As an example, imagine you or a family member receives Medicaid and are injured or killed by another person in a car accident or through medical negligence. Medicaid pays for some, or all, of the medical expenses caused by that other person. You settle your case outside of court. Can you use all that money as you please? Probably not.

Why can Medicaid take money from my injury settlement?

Medicaid’s claim is highly protected under the law. Arkansas law and federal law require Medicaid to be reimbursed if Medicaid has paid for your treatment. Medicaid may look for repayment from the other party, by getting involved in your court case. They may also seek repayment from the your settlement, if you receive one.

Can Medicaid force me to pay money from my settlement?

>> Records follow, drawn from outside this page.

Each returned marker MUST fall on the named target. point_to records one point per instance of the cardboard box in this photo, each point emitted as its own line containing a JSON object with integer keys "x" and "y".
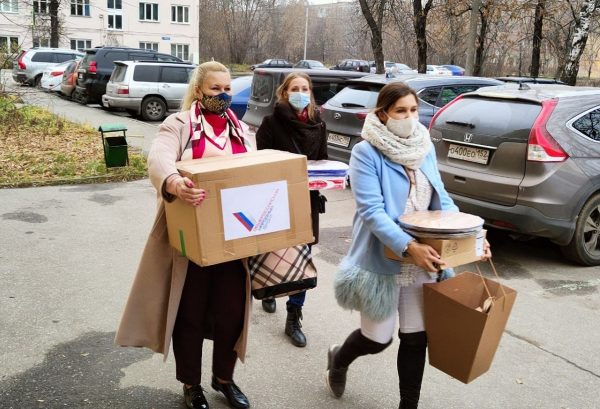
{"x": 455, "y": 252}
{"x": 255, "y": 202}
{"x": 462, "y": 341}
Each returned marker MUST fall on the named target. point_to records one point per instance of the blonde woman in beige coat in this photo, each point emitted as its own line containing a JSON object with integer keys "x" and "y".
{"x": 172, "y": 298}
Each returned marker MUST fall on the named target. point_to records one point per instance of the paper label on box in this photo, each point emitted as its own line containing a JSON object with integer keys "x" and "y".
{"x": 479, "y": 241}
{"x": 256, "y": 209}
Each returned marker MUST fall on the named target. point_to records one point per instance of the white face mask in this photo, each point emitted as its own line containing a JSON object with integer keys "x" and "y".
{"x": 402, "y": 128}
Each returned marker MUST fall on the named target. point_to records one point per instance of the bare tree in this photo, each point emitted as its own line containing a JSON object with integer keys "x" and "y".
{"x": 53, "y": 8}
{"x": 538, "y": 29}
{"x": 472, "y": 39}
{"x": 374, "y": 11}
{"x": 485, "y": 12}
{"x": 582, "y": 27}
{"x": 420, "y": 23}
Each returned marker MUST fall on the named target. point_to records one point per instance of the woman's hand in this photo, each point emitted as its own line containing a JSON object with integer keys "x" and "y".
{"x": 424, "y": 256}
{"x": 185, "y": 190}
{"x": 487, "y": 252}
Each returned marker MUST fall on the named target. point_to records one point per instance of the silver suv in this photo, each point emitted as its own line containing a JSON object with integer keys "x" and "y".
{"x": 32, "y": 63}
{"x": 147, "y": 88}
{"x": 526, "y": 159}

The short answer is yes. In fact, the law can hold you or your attorney responsible to pay Medicaid’s claim. Your settlement agreement will contain language stating that you agree to satisfy its claim from the settlement proceeds.

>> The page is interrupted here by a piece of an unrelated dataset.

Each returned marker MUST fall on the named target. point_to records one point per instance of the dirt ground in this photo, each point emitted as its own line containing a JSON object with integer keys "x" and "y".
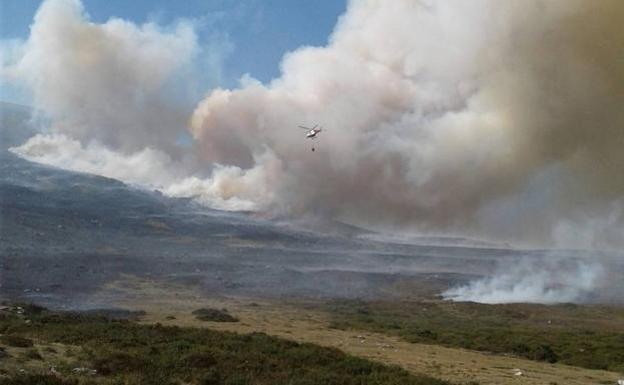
{"x": 172, "y": 305}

How much can Medicaid take from my settlement?

This is a tricky question, because the law doesn’t give a general answer. The law is clear that Medicaid may seek repayment only from the part of the settlement that pays for medical injuries. The problem is that most settlements do not say how much of the settlement pays for medical injuries. The good news is that this leaves room to bargain with Medicaid, and to ask it to reduce the amount it is willing take to settle its claim.

For example, if Medicaid paid for only a small percentage of the medical treatment you received, you can argue that the amount owed to Medicaid did not make up a large share of the settlement. If the injured party is a minor, you could argue that a larger part of the settlement was intended to pay for future medical damages, instead of medical treatment that has already been paid. In the worst-case scenario, if the Medicaid recipient was killed, the argument can be made that part of the settlement pays for wrongful death damages, and Medicaid cannot recover from that part of the settlement.

The Bottom Line

Medicaid’s right to recover from your settlement is well-established under the law, but the facts of your case may support a reduction of Medicaid’s claim.